One of the family’s greatest contributions to a family business can be its values and that in a family business values must be communicated across generations. “It’s hard work putting values to work,” Aronoff explained. “It’s necessary to discover and articulate values, translate values into goals and communicate values and goals to appropriate constituencies. These include the board, employees, shareholders, customers/suppliers, family and next generations.”
Statistics indicate that family businesses with values have a strategic advantage and outperform and outlast others. This is because of stewardship, commitment, a willingness to sacrifice, taking a long-term view, building, not taking value, and accumulated wisdom.

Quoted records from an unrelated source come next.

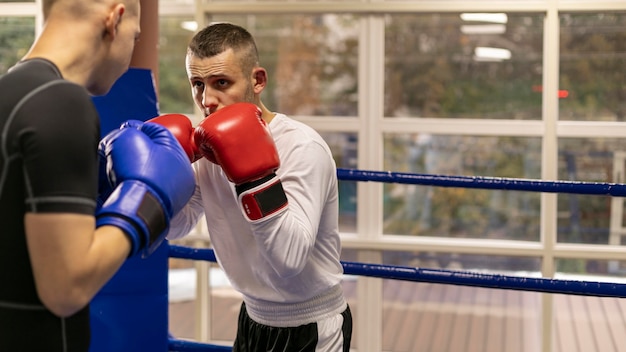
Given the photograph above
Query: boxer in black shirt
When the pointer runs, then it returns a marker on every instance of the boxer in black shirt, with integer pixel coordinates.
(58, 245)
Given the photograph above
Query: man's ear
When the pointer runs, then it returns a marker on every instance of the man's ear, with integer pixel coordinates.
(113, 19)
(260, 79)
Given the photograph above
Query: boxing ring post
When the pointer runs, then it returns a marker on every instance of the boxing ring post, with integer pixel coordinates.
(130, 313)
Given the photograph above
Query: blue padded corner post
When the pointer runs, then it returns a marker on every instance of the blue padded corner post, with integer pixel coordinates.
(130, 313)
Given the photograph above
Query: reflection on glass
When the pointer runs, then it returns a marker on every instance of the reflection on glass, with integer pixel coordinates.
(311, 61)
(461, 212)
(587, 218)
(174, 89)
(16, 37)
(454, 66)
(344, 149)
(592, 66)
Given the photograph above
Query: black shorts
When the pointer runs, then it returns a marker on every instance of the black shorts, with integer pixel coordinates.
(332, 334)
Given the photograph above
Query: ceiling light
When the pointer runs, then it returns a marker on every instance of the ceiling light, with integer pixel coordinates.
(483, 29)
(491, 54)
(191, 26)
(485, 17)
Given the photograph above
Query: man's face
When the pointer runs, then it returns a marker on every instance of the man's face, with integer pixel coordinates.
(219, 81)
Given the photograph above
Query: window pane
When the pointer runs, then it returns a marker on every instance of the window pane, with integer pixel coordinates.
(174, 88)
(461, 212)
(16, 36)
(442, 65)
(592, 64)
(588, 218)
(311, 61)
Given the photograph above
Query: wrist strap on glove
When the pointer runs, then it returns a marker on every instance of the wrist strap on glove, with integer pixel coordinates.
(263, 198)
(138, 211)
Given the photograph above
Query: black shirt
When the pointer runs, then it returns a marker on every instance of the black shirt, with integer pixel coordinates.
(50, 130)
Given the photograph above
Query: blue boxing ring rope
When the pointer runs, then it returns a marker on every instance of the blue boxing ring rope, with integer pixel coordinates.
(441, 276)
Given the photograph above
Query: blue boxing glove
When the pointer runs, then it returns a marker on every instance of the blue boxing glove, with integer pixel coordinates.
(105, 187)
(153, 181)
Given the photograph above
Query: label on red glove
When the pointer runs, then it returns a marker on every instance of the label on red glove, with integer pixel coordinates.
(264, 200)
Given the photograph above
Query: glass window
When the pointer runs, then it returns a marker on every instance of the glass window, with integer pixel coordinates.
(588, 218)
(592, 67)
(462, 212)
(462, 66)
(16, 36)
(174, 90)
(311, 61)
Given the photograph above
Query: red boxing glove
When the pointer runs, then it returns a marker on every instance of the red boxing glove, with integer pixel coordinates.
(236, 138)
(180, 126)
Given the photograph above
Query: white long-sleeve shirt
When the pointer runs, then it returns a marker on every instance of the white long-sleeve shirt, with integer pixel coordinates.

Principals should develop a family mission statement outlining explicit values, goals and priorities. Individuals should prepare the statement and read it aloud, then focus on common ground, apply family priorities and achieve consensus, Aronoff said.
Because family businesses are usually run with two or more generations involved, conflicts are typical, Aronoff said. For example, the older generation often uses pay incentives to resolve issues, which is not a long-term solution. In other instances, he said, family businesses are willing to pay their offspring more, simply as a way to keep an eye on what they are doing.
“The older you are, the more conservative you are financially,” Aronoff explained. “The company owner who is 58, 59 or 60 asks, why work hard and take risks? So at that stage family-owned company growth slows or even declines.”
He said the older generation often realizes that the business is declining and just hopes that they will decline faster than he does. When that owner dies, he leaves a wreck for the next generation and it takes them years to build the business back up.
Aronoff advised succession planning, in which there are financial transitions. “Generational conflict in family business is often financial, even when it seems related to other things,” Aronoff explained.
Lifestyles between generations are often out-of-synch, pitting conservatism with next generation entrepreneurship, the older generation is afraid of losing control and becoming dependent, so it is essential to provide security and meet the financial needs of the parental generation.
Aronoff described one business in which a son took over the reins from the father as president 10 years before, but the former president wouldn’t let his son do anything on his own.
It is essential for the older generation and the younger generation to open up lines of communication and to attempt to understand what motivates each other. “The trust factor has two components,” he said. “Low trust means high risk and high cost of capital; high trust means lower risk and a lower cost of capital.”